New Understanding
Essay prompt: Discuss an accomplishment, event, or realization that sparked a period of personal growth and a new understanding of yourself or others.
Source: Common Apps Essay prompts
The most transformative experience I had was prompted by a book. I spent a considerable chuck of the winter of 2018 listening and re-listening to The Power of Now by Eckart Tolle. When mentioning this book, I often face a little counterintuitive fact; it is very hard for me to properly describe what this book is about. There is a book that had the greatest impact on my mindset and my life, and here I am unable to communicate what the hell it is about.
Sometimes I say it is about the search of the self, sometimes I say it is about mindfulness. In saying that it makes me and other people think of other mindfulness or spiritual texts, but that really isn't a good description of the book. For me it isn't about the words written in that book, it is the experience I had when listening to them, it is that every time I listen to or read them, I feel a shift inside me. That is what the book is about to me, the experience.
There are many things that we think we know, maybe we've heard them before as facts or opinions.
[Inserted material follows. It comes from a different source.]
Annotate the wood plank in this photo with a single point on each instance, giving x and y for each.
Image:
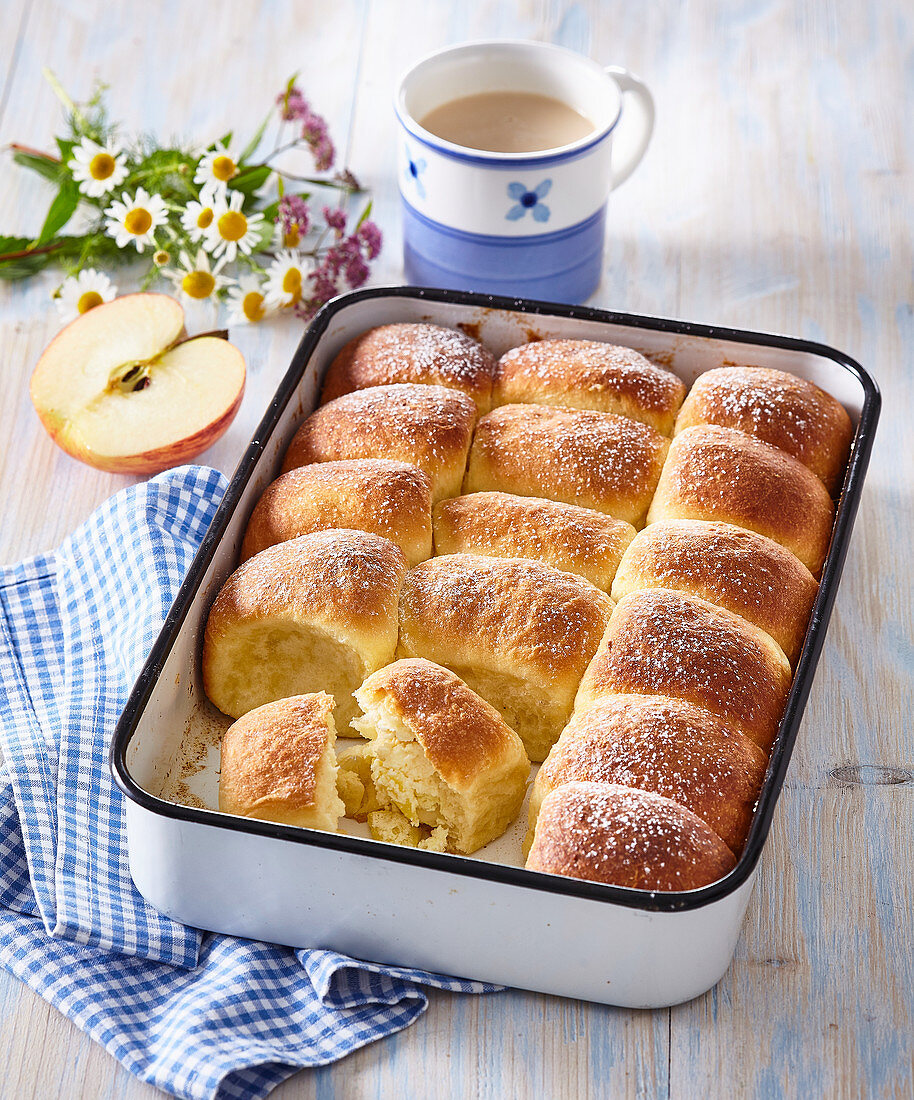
(775, 195)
In time, and if the universe conspires in the right way, we come to really know them, we realize that we have been missing this knowledge, even when we thought we had it.
This book prompted a realization I had that winter, one of things I thought I knew but really didn't. It doesn't sound terribly novel; whatever the state of my mind and heart, its source is within.
Primary reality is within, secondary reality is with out. The Power of Now - Eckart Toll
I had been struggling at that time, I continue to struggle today. The difference is that my struggle was often directed outwards, I would feel discontent and anger at life situations and people in my life. What I found out is that it is really easy to assume the source of my thought and emotional patterns to be the external world, to blame the other. It requires very little work to do so, almost no work, it is a reactionary, almost unconscious activity .
What requires much more work, and perhaps why very few people do it, is looking inside when one is struggling. To recognize that how one feels and thinks is a product of their perception of the world, and their perception is in their control. It has little to do with external environment and other people. This could be misinterpreted as saying that we should never blame anyone for anything. It really isn't my intention. Reactions are prompted by life situations, life situations include how other people act, they could be unfair. That being said, it is in our control to moderate our internal environment in response. It is not easy, it is hard work, it is a practice.
This practice has another benefit; it makes one take things less personally. Just as my own thoughts and emotions mainly arise from within, other people's thoughts and emotions arise within themselves too. When someone directs their frustration or anger at me, other than justifiably hurting for a bit, I remind myself that it isn't completely me they are mad at. They are going through things inside, they have reasons and motives that have been taking shape since they were born that play the bigger role in how they act. This is separate from me. It is possible I have acted as a trigger, but I am not the source. It usually isn't personal, one way or the other.